Here are the specs of my bike:
Upgrades include: new rear wheel (Mavic Open Pro laced with DT Swiss spokes to Ultegra hub) , Prologo Scratch saddle, Bontrager hard-case tires. The picture below shows it with the stock saddle (which I also have) and an uncut steerer tube (which has since been cut.)
If you have something that may be of interest, give me a shout.
24, 25" seems to be the right vintage frame size for me. I have a 22.5" which has an absurdly tall stem and a 25" which fits fine with its short stock stem. Some Nitto stems are pretty tall, and pricey: http://www.rivbike.com/Articles.asp?ID=326
Jim S said:
Sweet Jesus, some of those stems are mega-sized. I don't feel so bad anymore. I know you were riding a 58cm LHT. What sizes did you pick up for your other frames? Are they too small by that much?
I've found that the cheapest/easiest way to get an nice tall stem is to combine a quill/threadless adapter with a threadless stem. This gives you so many more choices and adjustabilty.
Currently I'm using this long quill adapter with this medium-length high-rise threadless stem. It's a little bit heavier than a one-piece version but you don't have to worry about availability or the fact that most 1-piece stems have the stupid one-bolt cinch on the bar clamp that requires that you to strip the bar tape and levers off just to swap it out. The "pop-top" type 2-bolt bar clamp is pretty much ubiquitous on modern threadless stems and much less common on older quill-type. None of those stems on the Riv website have the pop-top bar clamp. PTIA
Plus, most quill stems for drop-bars have the stupid old-style 7 shape which may be "vintage correct" but wasteful IMHO. I'm with Grant when it comes to high stems and with Sheldon on the 7-shape being a throwback.
The "7" shaped handlebar stem gets its shape from a historical accident. The style in the old days was to ride rather tall frames by our standards, and the older handlebar shapes had less drop than modern designs. (When the transition from the "highwheeler" to the "safety" bike occurred, the idea of being able to stand over the frame did not occur immediately. Cyclists were in the habit of having to mount and dismount on the fly.) The stem would usually be inserted so that only an inch or less stuck out of the headset. The "7" shape allowed the lowest possible handlebar placement with as much forward reach as was wanted.
Nowadays, most cyclists set their stems all the way up (at the "minimum insertion" mark). With the smaller frame sizes used now, the "7" shaped stem is an atavism, a stylistic holdover from an obsolete technology. An extended "7" stem is two sides of a triangle. A stem that follows the diagonal, directly from just above the headset to the handlebar clamp makes more sense geometrically.

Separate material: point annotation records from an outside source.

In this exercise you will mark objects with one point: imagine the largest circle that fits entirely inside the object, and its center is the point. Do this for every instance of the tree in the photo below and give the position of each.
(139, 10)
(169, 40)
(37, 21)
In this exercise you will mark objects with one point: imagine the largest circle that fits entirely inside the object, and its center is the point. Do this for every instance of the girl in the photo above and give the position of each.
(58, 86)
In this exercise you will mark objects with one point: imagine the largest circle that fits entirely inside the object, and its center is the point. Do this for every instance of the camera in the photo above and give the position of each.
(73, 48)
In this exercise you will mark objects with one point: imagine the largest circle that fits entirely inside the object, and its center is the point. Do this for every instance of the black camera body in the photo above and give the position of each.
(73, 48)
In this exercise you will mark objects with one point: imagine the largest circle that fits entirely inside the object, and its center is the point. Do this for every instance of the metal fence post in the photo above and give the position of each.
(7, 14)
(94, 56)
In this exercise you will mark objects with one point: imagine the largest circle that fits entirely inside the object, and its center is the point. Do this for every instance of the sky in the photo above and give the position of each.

Such a stem would be as strong as a similarly made "7" stem, but substantially lighter. It would also be more crash-worthy. Modern Allen-bolt stems are certainly safer than the old style that had a protruding hex head and a sharp rear corner, but the shape is still a threat to the rider's groin in a collision.
There is a trend to use "mountain-bike type" stems on road bikes, and it really makes a lot of sense. All that the "7" stem has going for it is tradition.

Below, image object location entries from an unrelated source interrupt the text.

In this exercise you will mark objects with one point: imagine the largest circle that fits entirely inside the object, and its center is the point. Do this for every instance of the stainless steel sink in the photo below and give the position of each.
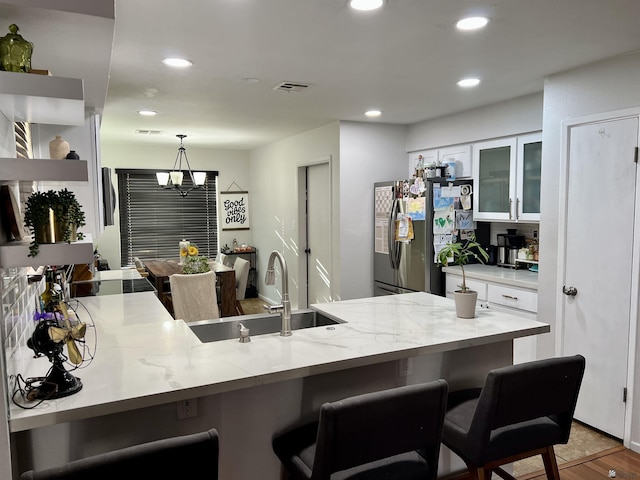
(259, 324)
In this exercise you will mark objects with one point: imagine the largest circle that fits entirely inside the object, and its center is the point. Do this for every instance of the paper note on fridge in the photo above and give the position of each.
(416, 208)
(450, 191)
(443, 221)
(464, 220)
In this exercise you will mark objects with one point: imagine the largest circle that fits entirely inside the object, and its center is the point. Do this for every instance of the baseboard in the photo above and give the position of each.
(573, 463)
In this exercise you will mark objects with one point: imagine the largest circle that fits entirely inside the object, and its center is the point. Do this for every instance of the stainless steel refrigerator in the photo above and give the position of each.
(407, 266)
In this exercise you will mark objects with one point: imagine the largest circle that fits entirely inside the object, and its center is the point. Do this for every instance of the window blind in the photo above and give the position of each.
(154, 219)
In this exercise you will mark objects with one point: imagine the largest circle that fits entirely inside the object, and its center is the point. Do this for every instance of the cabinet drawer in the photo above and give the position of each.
(453, 281)
(513, 297)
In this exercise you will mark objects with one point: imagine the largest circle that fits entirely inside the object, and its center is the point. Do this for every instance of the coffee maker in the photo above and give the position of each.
(508, 245)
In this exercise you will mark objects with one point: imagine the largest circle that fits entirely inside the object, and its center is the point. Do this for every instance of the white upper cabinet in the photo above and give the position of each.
(506, 175)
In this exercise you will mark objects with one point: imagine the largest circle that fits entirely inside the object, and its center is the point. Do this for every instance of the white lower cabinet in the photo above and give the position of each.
(495, 296)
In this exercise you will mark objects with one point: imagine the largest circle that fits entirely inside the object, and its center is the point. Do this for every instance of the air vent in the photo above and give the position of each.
(292, 87)
(148, 132)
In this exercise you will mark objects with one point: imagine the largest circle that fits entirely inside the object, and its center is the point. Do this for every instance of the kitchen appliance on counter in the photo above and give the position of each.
(508, 245)
(410, 265)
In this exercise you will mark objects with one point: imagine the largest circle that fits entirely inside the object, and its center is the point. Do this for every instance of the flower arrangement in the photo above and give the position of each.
(194, 263)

I really don't care what other people think about the way my bike looks. I care about what I think, and how my back feels after the first 60 miles of a long ride.
I'm with you (and Sheldon). I've always thought the traditional stem was a waste of material. There are a lot of folks who think that nothing but a level extension belongs on a (real) bike, and it's hard to get them to think about why they feel that way.
I petition to change this thread title to "Jim and James Talk Vintage", or "Chicago Retro-Grouches Unite."
On the other hand, this may be the most popular FS/FT thread in the sites history!
I still prefer a level (or near-level) top tube for purely aesthetic. reasons. The compact frame geometry is a real boon to shorter riders though -at least until the frame gets so small that the virtual top-tube measurement begins to cause toe-overlap issues with the traditional 700c road bike wheel.
With more and more decent road tire choices becoming available for 26" MTB rims I predict that eventually the 559mm MTB wheel will become the new 650b for smaller or Jr. riders on road bikes. This is actually a decent way to go as there are a ton of nice higher-end old hard-tail MTB frames that would do a decent job being converted to roadies for the smaller rider that has a hard time finding 700c wheels.
Now I'm hijacking the thread once again into a whole new direction.
Is this still available? I have a Peugeot Iseran that I am cleaning up right now.